If those hubs omit manifests/provenance, they don’t just add risk—they set the norm.

3) Lightweight audits are a strong stabilizer

Adding a small audit rate (random checks of adopters) meaningfully increases norm strength and compliance, even under adversarial pressure, reducing incident rates.

Interpretation: you don’t need perfect enforcement. You need credible detection plus feedback loops that increase the local cost of noncompliance.

4) Provenance fails “silently” without strong norms

In the model, provenance validity is not only about emitting signatures; it is about refusing forged chains.

If safety norms are weak, actors accept forged provenance at high rates when exposed.

Interpretation: provenance is a socio-technical system. Cryptography helps, but if users routinely click through warnings, provenance becomes theater.

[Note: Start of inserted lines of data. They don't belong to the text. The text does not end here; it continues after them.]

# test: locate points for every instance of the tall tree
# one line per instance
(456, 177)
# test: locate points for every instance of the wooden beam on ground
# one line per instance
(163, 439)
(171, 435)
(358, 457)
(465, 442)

What this suggests for real systems

Make manifests/provenance default-on and low-friction.
Aim for “safe by construction” pipelines where manifest generation is automatic.
Treat “turning off provenance” like disabling seatbelts: possible, but costly and visible.
Defend the hubs.
Curate and harden the top templates/repos.
Add provenance checks to package managers, agent registries, and framework defaults.
Add small-but-real enforcement.
Periodic audits, automated policy checks, and incident postmortems that update norms.
Measure what matters.
Adoption rate alone is the wrong KPI.
Track compliance, provenance validity, and incident rates (plus leading indicators like bypass attempts).

Limitations / next steps

This is intentionally simple. A better model would:

separate individual vs institutional norms
include heterogeneous roles (operators, security teams, vendors)
model multiple competing toolchains (safe vs unsafe) with explicit switching costs
include “shadow usage” (unreported agents)
represent provenance as a graph of artifacts with verification policies

If you want to play with it, start with Params in sim/norm_diffusion.py and sweep:

manifest_friction, default_on_manifest_bonus
adv_seed_frac, adv_target
audit_rate

Reproducing the figures

From the repo root:

./venv/bin/pip install numpy matplotlib networkx
./venv/bin/python sim/make_plots.py

If you’re building agent systems and want to pressure-test your permissioning and provenance design against “realistic laziness + realistic attackers”, this is the kind of model worth keeping in your toolbox.